We walk round the corner onto Pra Athit past ‘fresh orange’ lady who never failed to shout at us whenever we passed her in the last week. Past Jaywalk cafe, the beef noodle bar, the pork on rice street stall, the coffee stand, seamstress number 1 working away on her old singer sewing machine that is familiar to us as pub tables. Past the Malay curry house, the barbers, the wonton noodle shop, the quaint coffee shop, the mobile papaya salad lady and her constant queue of customers. Past 7/11, KC Guesthouse and seamstress number 2 who is always chatting to the duck blood soup stall holder on the other side of the pavement. Finally, 200 metres later, we arrive at our breakfast destination, the chicken on rice stall. On the way we have avoided pot holes, open drains, steep curbs and uneven concrete despite being distracted by endless interesting diversions, more than my memory has listed above. This city is so vibrant, with so much going on which is why it enthuses me and I love it so much.

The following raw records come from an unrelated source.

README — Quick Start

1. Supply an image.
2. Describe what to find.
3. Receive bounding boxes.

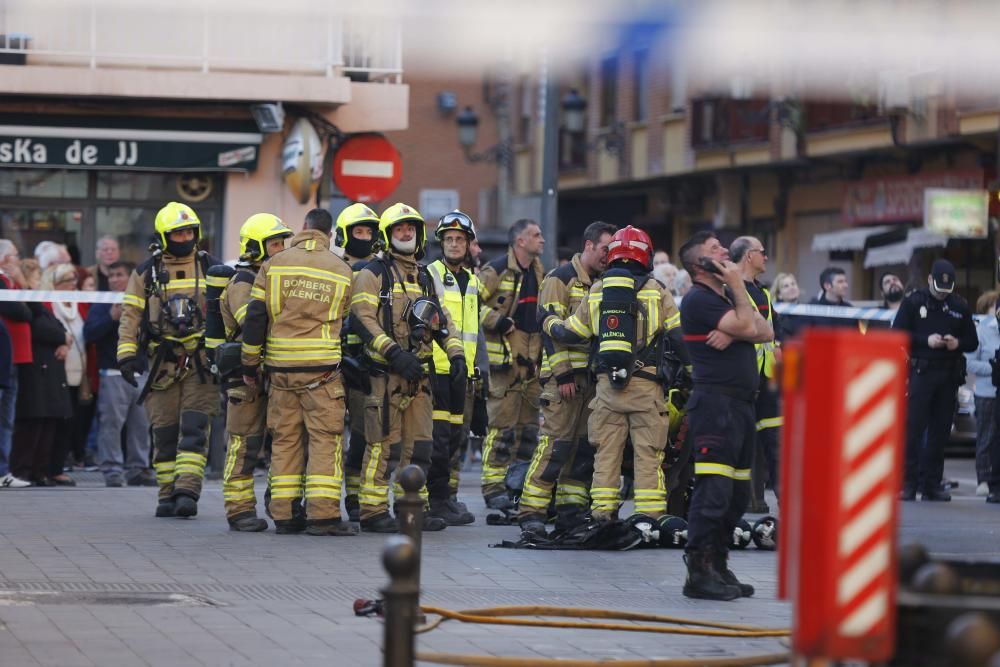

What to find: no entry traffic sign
[333,134,403,202]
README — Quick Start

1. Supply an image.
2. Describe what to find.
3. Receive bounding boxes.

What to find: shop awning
[812,225,892,252]
[0,113,263,172]
[865,228,948,269]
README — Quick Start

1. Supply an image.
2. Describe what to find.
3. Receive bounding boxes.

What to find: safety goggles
[437,211,475,234]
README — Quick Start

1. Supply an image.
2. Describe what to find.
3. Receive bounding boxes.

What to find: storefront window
[0,169,87,199]
[0,169,224,265]
[0,208,83,257]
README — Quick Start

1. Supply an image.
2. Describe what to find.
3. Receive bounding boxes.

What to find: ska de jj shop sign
[0,126,261,171]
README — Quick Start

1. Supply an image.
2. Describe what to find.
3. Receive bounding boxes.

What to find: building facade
[0,0,409,264]
[504,45,1000,300]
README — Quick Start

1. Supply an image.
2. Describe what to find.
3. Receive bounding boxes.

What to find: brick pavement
[0,472,789,667]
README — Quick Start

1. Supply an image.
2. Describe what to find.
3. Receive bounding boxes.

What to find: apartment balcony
[690,97,770,151]
[0,0,402,106]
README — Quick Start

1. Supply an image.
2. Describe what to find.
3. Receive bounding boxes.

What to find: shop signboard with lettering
[0,125,261,172]
[924,188,990,239]
[841,169,985,225]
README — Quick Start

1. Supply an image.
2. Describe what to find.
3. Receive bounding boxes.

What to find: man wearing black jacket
[83,262,156,487]
[892,259,979,502]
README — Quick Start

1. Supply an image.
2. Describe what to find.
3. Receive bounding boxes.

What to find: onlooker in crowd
[653,262,677,294]
[808,266,857,327]
[0,239,31,488]
[965,290,1000,496]
[772,273,805,341]
[774,273,800,303]
[10,259,73,486]
[673,269,691,307]
[41,264,94,486]
[83,261,156,486]
[89,236,121,292]
[878,271,906,310]
[35,241,73,271]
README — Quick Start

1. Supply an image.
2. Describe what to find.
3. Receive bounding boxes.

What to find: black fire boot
[428,499,476,526]
[344,495,361,523]
[156,498,177,519]
[683,551,740,601]
[361,512,399,533]
[174,494,198,519]
[713,552,753,598]
[229,513,267,533]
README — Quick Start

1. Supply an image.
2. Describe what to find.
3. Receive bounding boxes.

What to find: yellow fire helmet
[240,213,293,263]
[378,203,427,254]
[333,203,379,248]
[155,201,201,248]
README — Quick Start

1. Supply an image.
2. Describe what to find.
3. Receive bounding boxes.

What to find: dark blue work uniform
[892,288,979,500]
[681,282,760,554]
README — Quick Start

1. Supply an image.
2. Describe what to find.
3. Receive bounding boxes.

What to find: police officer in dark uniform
[681,232,774,600]
[892,259,979,502]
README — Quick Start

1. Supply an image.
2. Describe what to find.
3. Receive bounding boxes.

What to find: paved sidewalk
[0,471,789,667]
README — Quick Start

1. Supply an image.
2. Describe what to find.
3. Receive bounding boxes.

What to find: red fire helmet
[608,225,653,269]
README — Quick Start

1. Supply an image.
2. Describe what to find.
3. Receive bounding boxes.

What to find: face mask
[392,236,417,255]
[344,236,375,257]
[167,239,196,257]
[885,287,903,303]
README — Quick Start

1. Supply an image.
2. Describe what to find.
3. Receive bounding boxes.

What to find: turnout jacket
[117,251,221,363]
[542,278,687,359]
[242,229,351,374]
[538,253,593,379]
[479,248,544,369]
[351,250,464,371]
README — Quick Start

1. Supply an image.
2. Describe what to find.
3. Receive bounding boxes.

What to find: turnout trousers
[750,384,783,505]
[588,375,669,519]
[518,370,597,521]
[481,365,542,501]
[903,365,958,492]
[359,374,433,521]
[267,372,345,526]
[222,382,267,522]
[686,387,757,554]
[344,387,367,506]
[427,373,475,500]
[145,371,219,500]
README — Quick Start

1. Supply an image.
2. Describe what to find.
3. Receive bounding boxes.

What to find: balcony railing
[805,102,887,132]
[0,0,402,83]
[691,97,771,149]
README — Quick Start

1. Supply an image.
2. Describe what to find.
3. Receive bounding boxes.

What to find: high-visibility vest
[747,287,776,378]
[427,259,479,377]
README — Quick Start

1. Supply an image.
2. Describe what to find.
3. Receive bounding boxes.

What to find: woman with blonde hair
[41,264,94,486]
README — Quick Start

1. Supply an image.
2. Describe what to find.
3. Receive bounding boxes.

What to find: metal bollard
[396,465,427,606]
[382,535,420,667]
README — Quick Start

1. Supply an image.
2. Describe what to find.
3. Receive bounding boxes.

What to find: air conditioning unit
[250,102,285,134]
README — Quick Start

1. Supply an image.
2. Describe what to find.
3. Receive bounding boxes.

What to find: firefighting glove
[448,357,469,396]
[118,357,142,387]
[387,346,424,382]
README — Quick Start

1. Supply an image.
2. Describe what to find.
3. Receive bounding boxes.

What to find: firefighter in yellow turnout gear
[518,222,615,535]
[351,204,468,532]
[217,213,293,532]
[242,208,355,536]
[479,219,545,514]
[333,204,378,521]
[543,226,687,521]
[427,211,489,526]
[118,202,220,517]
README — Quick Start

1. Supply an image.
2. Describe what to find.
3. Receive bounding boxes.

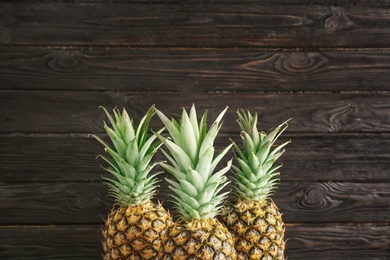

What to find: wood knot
[324,6,353,32]
[47,50,80,72]
[274,52,328,75]
[296,184,330,211]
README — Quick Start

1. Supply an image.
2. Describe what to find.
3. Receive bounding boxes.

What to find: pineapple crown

Al has boiled chicken on rice and I have fried. We perch on small plastic stools and on the metal table are bowls of chopped chilli and ginger and an urn of sauce. It tastes of soy, ginger, chilli, garlic, fish sauce and my mouth is watering just thinking about it. I apply it liberally over my chicken and munch away. I’m not quite sure how a dish as simple as chicken on rice can taste so good but it does.
We have a coffee at the quaint shop and watch mobile papaya lady carefully make up her dish in a huge mortar. She carefully tastes it, adjusting the flavour to her customers requirements which is maybe why she has so many.
We wander about, giving up on shopping as we normally do and focusing on food which we always do. We end up in a cafe where falafel and hummus is ordered with coconut shakes. Tamarind and coconut for me and chai Indian spices and coconut for Al. The shakes are very good.
We decide to eat before the overnight bus but somewhere familiar where no unwanted after affects have occured so I have a pork noodle soup and Al has mataback.
We go to the travel office at 7pm and wait for the normal minivan to pick us up. Times have changed though and around 7.30 the Pied Piper of tourists turns up and he gives us a sticker each and we follow him on foot as he gathers more and more people from various accommodations. There are dozens following him by the time we arrive at a coach park, where in the darkness, we can see dozens of people already waiting. We stand around for about an hour watching bats swooping around nearby trees. At 8.30pm two full coaches take people south and at 9pm its our turn. Its a semi-organized bun fight as we try to board three coaches. We manage to get assigned the last two seats on the posh looking double decker and are amazed to find they are fairly near the front.
We leave, the lights go out and I read till 11pm. At 1am we stop for food but we only share a drink and we head north into the night.